Meta plans to purchase up to $100 billion worth of AMD chips, which could drive around six gigawatts of data center power demand, as announced by the companies on Tuesday.
In the multiyear agreement, AMD provided Meta with a performance-based warrant for up to 160 million shares of AMD common stock, which is about 10% of the company, at $0.01 each. These are structured to vest with certain milestones. The full stock award is contingent on AMD’s share price reaching $600 for Meta to obtain its final tranche, according to The Wall Street Journal. AMD’s stock closed at $196.60 on Monday.
Under the agreement, Meta will purchase AMD’s MI540 GPUs and the latest CPUs. CPUs are increasingly vital in the AI inference compute stack due to their efficiency, scalability, and alternative to Nvidia.

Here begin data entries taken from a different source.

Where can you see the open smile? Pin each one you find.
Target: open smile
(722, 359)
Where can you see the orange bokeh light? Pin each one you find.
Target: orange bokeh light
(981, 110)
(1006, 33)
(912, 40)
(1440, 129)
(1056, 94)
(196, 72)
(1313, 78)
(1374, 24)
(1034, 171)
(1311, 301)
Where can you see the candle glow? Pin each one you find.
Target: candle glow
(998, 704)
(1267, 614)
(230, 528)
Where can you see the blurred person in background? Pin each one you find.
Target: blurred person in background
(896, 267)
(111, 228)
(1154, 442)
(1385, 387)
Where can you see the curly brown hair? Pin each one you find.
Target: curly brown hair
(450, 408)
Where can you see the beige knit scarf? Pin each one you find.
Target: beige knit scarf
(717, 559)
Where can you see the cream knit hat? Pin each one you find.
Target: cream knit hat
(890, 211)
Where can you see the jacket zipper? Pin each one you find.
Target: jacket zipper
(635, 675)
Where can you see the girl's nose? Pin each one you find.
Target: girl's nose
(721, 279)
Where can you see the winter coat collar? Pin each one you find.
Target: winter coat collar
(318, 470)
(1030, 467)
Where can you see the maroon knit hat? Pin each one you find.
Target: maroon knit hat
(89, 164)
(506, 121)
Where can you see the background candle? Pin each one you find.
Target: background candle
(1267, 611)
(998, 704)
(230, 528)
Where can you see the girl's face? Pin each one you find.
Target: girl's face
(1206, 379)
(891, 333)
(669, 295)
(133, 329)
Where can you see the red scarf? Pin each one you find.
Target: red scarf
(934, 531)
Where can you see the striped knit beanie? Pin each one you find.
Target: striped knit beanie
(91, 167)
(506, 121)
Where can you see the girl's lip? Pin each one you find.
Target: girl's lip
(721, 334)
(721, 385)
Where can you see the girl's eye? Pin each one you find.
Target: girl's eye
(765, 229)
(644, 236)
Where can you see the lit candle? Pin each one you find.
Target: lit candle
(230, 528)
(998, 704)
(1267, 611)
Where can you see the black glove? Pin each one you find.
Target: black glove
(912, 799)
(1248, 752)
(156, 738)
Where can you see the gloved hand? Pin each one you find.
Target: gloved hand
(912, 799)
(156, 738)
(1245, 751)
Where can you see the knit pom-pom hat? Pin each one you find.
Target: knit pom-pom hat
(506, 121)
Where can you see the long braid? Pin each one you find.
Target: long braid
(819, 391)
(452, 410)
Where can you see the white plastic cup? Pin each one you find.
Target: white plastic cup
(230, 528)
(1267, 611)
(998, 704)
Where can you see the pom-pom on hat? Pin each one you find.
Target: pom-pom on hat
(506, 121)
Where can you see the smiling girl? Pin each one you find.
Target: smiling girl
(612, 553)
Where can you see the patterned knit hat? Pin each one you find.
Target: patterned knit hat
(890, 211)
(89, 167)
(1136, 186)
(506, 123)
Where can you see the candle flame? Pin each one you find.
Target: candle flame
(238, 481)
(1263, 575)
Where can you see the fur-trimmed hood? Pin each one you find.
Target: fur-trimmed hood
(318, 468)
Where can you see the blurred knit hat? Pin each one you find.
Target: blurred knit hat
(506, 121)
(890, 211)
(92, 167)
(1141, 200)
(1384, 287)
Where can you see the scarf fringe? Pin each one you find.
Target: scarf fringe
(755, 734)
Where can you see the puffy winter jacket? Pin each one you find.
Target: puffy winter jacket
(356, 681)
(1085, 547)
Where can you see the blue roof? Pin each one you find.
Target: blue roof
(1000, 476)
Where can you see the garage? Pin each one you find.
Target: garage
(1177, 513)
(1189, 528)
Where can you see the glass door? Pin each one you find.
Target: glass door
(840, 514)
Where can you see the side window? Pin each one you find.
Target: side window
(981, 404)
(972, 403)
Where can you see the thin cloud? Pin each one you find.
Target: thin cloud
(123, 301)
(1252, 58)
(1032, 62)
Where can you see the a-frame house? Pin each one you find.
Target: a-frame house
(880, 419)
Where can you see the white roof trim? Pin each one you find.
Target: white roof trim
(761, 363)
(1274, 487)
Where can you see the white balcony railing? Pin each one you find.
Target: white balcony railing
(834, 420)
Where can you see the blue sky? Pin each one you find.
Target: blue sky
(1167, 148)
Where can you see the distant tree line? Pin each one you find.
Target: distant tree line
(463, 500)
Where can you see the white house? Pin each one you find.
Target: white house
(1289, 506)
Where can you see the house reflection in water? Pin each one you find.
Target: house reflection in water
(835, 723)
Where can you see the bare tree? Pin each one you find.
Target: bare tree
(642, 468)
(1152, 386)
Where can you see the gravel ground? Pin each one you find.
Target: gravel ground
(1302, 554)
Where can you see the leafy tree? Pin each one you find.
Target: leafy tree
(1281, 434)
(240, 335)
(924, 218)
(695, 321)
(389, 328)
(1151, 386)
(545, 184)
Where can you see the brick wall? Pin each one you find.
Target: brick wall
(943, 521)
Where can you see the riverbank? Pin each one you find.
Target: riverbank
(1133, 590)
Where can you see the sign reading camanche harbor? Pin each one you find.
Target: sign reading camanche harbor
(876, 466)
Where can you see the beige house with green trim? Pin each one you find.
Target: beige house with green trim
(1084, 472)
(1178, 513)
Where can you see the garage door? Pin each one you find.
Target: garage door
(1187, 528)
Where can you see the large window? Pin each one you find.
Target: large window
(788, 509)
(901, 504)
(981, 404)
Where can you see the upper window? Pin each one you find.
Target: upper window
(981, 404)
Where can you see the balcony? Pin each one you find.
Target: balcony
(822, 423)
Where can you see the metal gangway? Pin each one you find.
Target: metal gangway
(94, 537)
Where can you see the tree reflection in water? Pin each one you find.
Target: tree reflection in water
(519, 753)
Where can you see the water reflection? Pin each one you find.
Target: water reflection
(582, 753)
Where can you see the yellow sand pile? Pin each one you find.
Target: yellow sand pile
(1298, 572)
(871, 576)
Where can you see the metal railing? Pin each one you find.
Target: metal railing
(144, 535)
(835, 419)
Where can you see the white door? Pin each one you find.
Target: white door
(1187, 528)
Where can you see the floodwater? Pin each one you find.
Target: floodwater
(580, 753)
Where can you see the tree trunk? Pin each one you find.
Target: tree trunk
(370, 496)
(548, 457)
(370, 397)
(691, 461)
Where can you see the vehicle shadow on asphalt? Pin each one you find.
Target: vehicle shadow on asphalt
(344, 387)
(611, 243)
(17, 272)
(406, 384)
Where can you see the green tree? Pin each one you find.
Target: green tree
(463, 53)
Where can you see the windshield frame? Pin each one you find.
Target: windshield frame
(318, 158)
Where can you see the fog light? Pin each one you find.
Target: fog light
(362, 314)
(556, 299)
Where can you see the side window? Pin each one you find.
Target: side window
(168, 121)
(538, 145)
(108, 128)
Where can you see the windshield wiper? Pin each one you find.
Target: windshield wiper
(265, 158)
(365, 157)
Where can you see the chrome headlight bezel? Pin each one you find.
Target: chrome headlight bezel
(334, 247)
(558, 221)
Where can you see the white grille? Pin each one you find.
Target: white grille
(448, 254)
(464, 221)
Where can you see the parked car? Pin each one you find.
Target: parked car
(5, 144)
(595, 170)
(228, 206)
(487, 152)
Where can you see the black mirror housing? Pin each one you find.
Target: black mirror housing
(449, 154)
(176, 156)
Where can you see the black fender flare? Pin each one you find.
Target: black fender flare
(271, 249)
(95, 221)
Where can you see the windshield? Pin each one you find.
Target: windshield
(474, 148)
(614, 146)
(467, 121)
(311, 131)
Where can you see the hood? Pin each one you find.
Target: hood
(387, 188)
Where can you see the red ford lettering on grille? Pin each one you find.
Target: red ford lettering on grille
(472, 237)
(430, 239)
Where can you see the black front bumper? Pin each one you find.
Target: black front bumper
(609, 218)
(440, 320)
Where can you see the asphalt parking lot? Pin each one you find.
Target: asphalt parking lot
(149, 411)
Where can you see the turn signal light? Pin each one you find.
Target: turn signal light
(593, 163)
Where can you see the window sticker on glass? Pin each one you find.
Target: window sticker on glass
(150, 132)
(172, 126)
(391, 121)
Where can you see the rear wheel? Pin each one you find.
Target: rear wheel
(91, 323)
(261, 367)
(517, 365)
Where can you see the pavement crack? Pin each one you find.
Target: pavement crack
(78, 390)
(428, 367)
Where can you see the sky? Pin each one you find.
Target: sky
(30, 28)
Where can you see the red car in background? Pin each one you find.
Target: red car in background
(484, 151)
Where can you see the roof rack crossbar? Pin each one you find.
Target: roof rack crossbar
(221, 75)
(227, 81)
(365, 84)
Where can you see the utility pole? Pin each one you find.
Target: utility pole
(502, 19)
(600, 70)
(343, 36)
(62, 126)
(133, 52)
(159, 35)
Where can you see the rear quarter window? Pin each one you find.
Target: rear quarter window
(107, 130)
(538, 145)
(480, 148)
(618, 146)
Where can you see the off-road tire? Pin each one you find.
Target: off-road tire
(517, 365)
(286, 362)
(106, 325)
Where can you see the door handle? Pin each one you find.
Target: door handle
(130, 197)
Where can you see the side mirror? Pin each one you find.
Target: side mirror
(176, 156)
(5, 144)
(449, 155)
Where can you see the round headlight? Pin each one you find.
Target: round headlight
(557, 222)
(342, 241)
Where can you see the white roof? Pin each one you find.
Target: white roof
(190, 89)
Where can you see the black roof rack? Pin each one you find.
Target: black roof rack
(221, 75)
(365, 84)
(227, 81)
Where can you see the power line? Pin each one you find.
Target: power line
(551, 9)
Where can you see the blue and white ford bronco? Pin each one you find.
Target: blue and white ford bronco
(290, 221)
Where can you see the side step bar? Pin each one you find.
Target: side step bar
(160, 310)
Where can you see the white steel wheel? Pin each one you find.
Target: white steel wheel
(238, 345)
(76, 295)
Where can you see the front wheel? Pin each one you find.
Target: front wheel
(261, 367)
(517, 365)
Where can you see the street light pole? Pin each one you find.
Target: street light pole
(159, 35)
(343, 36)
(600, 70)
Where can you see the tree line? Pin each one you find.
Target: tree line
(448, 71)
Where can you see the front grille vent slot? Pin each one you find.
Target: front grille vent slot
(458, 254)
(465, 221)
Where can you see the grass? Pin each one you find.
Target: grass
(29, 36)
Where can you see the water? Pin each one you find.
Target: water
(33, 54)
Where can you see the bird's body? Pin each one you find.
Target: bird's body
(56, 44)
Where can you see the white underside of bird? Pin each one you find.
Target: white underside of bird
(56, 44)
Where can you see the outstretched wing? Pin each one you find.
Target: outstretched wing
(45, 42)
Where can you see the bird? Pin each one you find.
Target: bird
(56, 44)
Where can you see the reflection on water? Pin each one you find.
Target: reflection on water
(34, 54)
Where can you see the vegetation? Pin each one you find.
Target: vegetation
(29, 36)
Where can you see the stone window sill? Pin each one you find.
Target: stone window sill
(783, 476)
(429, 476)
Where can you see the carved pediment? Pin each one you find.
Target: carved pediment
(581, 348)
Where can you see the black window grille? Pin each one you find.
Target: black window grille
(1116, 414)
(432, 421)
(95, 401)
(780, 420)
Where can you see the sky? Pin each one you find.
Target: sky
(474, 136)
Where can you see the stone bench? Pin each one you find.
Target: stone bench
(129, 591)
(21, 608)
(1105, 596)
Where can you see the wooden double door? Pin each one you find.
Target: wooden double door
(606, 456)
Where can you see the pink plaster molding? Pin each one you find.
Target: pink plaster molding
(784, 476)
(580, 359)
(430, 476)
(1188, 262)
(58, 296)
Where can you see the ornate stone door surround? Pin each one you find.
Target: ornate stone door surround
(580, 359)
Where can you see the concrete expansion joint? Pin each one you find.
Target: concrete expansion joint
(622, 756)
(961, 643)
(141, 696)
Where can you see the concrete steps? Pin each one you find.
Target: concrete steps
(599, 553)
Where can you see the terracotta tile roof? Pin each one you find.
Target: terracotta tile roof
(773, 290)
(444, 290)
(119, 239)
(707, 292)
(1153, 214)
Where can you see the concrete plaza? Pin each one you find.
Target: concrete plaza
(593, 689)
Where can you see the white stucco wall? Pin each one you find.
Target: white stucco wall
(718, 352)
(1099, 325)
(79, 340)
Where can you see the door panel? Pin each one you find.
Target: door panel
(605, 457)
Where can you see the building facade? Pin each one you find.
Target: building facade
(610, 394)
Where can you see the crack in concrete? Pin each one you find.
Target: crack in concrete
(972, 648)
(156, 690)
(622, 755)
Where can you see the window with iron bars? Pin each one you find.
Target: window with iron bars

AMD is slowly gaining traction as AI companies aim to reduce reliance on Nvidia, the traditional AI chip leader charging premium prices. In October, AMD and OpenAI made a similar deal trading equity for chip agreements.
Meta CEO Mark Zuckerberg stated that the partnership with AMD is an “important step” in diversifying its compute and progressing towards “personal superintelligence,” which means AI systems that deeply understand and empower people daily.
Meta has committed to investing at least $600 billion in U.S. data centers and AI infrastructure over the next several years, including a $135 billion capital expenditure in 2026. Meta recently announced plans for a $10 billion gas-powered data center campus in Indiana for 1 gigawatt of compute capacity.
The AMD partnership follows a multiyear deal Meta made to expand its data centers with millions of Nvidia’s latest CPUs and GPUs. Meta is also developing its own in-house chips but has reportedly faced delays.